The complexity of species diversity for samples was analyzed using alpha diversity, including observed richness (Sobs), Chao1, Shannon, Shannon, and phylogenetic diversity (PD) indices. All the indices were calculated using the free online platform, Majorbio I-Sanger Cloud Platform (www.i-sanger.com). Unweighted pair-group method, while the arithmetic means (UPGMA) clustering was performed as a type of hierarchical clustering method to interpret the distance matrix using average linkage and was conducted using QIIME software (Version 1.7.0). The differences between groups in the beta diversity index were evaluated using principal coordination analysis (PCoA) based on the composition of the bacteria using the Bary-Curtis metrics by R software (Version 2.15.3). SPSS (Version 20.0) was used to perform ANOVA to calculate significant differences in the dominant microbial taxon composition, alpha diversity, and soil variables. The interactions among alpha diversity, relative abundance of bacteria (phylum, genus, and OTUs), and soil properties were confirmed through Pearson's correlation analysis using SPSS (Version 20.0).

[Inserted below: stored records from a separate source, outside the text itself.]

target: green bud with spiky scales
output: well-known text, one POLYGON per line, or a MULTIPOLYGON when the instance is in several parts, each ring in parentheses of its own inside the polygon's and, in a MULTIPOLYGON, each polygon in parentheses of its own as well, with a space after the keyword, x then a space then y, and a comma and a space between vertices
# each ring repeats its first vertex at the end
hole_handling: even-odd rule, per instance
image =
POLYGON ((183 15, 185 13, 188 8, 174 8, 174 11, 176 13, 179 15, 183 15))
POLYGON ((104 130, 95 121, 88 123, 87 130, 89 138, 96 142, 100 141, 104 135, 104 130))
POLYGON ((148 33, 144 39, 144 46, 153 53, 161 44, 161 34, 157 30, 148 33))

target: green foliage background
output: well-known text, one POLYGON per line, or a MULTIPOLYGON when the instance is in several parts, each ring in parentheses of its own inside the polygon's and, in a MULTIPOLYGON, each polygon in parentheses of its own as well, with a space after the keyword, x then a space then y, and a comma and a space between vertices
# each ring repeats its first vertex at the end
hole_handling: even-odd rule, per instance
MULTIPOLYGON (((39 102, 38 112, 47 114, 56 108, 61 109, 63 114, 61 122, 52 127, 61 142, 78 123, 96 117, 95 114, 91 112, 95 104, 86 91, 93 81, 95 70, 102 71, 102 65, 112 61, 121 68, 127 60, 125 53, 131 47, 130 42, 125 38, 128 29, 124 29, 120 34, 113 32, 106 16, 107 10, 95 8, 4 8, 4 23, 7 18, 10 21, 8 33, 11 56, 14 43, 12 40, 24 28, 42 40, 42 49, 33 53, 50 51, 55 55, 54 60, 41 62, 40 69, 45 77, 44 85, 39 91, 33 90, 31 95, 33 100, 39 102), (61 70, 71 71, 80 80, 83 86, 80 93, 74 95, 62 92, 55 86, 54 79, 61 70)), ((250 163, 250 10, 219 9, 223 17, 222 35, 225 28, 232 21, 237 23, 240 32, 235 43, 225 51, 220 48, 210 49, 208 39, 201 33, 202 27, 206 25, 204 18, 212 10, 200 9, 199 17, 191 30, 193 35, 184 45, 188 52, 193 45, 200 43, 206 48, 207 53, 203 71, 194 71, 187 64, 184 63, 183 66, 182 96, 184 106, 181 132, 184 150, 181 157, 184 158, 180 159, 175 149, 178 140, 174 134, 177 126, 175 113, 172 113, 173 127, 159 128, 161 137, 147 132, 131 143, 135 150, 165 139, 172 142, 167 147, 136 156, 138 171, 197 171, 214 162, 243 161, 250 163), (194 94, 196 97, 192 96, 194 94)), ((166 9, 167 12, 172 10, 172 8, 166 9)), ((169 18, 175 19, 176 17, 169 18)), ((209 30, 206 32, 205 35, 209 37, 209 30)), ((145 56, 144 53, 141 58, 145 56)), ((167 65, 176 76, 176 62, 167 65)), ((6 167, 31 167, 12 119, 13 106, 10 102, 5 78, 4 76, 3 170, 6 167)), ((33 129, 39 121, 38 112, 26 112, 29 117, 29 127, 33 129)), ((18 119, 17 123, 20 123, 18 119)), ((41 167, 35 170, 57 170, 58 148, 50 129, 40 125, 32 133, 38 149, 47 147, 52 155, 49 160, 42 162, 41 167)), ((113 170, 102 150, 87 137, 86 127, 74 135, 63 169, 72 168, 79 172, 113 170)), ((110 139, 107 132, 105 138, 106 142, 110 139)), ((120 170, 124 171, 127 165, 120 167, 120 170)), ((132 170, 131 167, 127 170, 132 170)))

The bacteria community features in the different treatments of irrigation and nitrogen fertilization were characterized using the linear discriminant analysis effect size (LEfSe) method (http://huttenhower.sph.harvard.edu/lefse/). LEFSe is an algorithm for high-dimensional biomarker discovery that emphasizes both statistical significance and biological relevance64. The non-parametric factorial Kruskal–Wallis sum rank test was used to identify the bacteria taxa with different treatments using LEfSe. Linear discriminant analysis (LDA) was used to estimate the effect of size on each differentially abundant feature. LDA > 3.5, and p < 0.05, were used for the biomarkers evaluated.

Ethical statement

Wheat collection was approved by the local government and scientific research institutions.

The authors declare that the methods of our study are in full compliance with the relevant institutional, national, and international guidelines and legislation.